Home

Awesome

robot_body_filter

Filters the robot's body out of point clouds and laser scans.

Tutorial

Check out the webinar recording where a lot of options for this filter are explained and demonstrated! https://www.youtube.com/watch?v=j0ljV0uZy3Q

Changes vs PR2/robot_self_filter:

Build Status

Development versions: Github Actions Dev melodic Dev noetic

Release jobs Melodic Melodic version: Bin melodic-amd64 Bin melodic-arm64 Bin melodic-armhf

Release jobs Noetic Noetic version: Bin noetic focal-amd64 Bin noetic focal-arm64 Bin noetic focal-armhf

Basic Operation

filters::FilterBase API

The basic workings of this filter are done via the filters::FilterBase API implemented for sensor_msgs::LaserScan and sensor_msgs::PointCloud2 types. This means you can load this filter into a FilterChain along other filters as usual. Different from the standard filters, this one can also publish several interesting topics and subscribes to TF.

General overview

This filter reads robot model and the filter config, subscribes to TF, waits for data (laserscans or point clouds) and then cleans them from various artifacts (this is called data filtering).

It can perform 3 kinds of data filters: clip the data based on the provided sensor limits (parameter filter/do_clipping), remove points that are inside or on the surface of the robot body (parameter filter/do_contains_test) and remove points that are seen through a part of the robot body (parameter filter/do_shadow_test).

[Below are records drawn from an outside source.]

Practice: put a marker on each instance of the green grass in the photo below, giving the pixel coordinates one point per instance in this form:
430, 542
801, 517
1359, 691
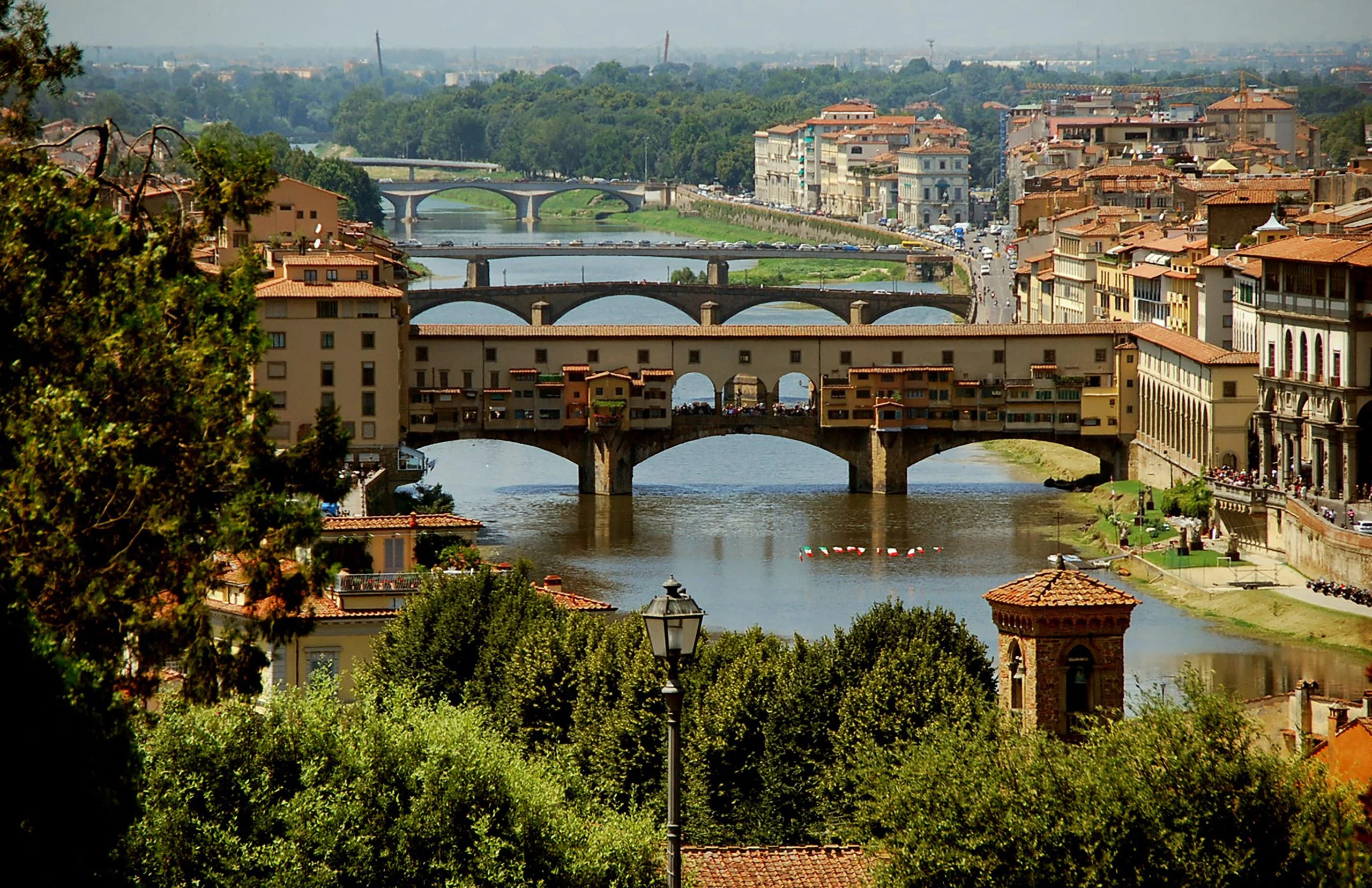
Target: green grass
1205, 558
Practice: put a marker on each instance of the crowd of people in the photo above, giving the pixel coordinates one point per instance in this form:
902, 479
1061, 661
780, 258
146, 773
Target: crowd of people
1341, 590
703, 408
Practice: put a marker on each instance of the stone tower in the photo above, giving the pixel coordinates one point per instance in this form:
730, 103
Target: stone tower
1061, 647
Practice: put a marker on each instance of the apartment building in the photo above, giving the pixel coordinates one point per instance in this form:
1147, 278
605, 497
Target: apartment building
935, 184
1315, 413
1196, 401
337, 337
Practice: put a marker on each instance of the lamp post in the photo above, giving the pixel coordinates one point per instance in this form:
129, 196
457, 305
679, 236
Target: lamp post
673, 622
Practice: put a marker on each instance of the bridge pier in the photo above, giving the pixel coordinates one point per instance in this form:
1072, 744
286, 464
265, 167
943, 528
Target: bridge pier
478, 272
883, 469
607, 467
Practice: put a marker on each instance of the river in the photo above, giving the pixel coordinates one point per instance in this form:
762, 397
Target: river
730, 515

These kinds of tests are further referenced as "clipping", "contains test" and "shadow test".

If working with point clouds, the filter automatically recognizes whether it works with organized or non-organized clouds. In organized clouds, it marks the filtered-out points as NaN. In non-organized clouds, it removes the filtered-out points. In laserscans, removal is not an option, so the filtered-out points are marked with NaN (some guides suggest that max_range + 1 should be used for marking invalid points, but this filter uses NaN as a safer option).

Performance tips

In general, the filter will be computationally expensive (clipping is fast, contains test is medium CPU intensive and shadow test is the most expensive part, because it basically performs raytracing). You can limit the required CPU power by limiting the filter only to parts that matter. E.g. if the robot has a link that can never be seen by the sensor, put it in the list of ignored links. The less links are processed, the better performance. If you're only interested in removing a few links, consider using the only_links parameter.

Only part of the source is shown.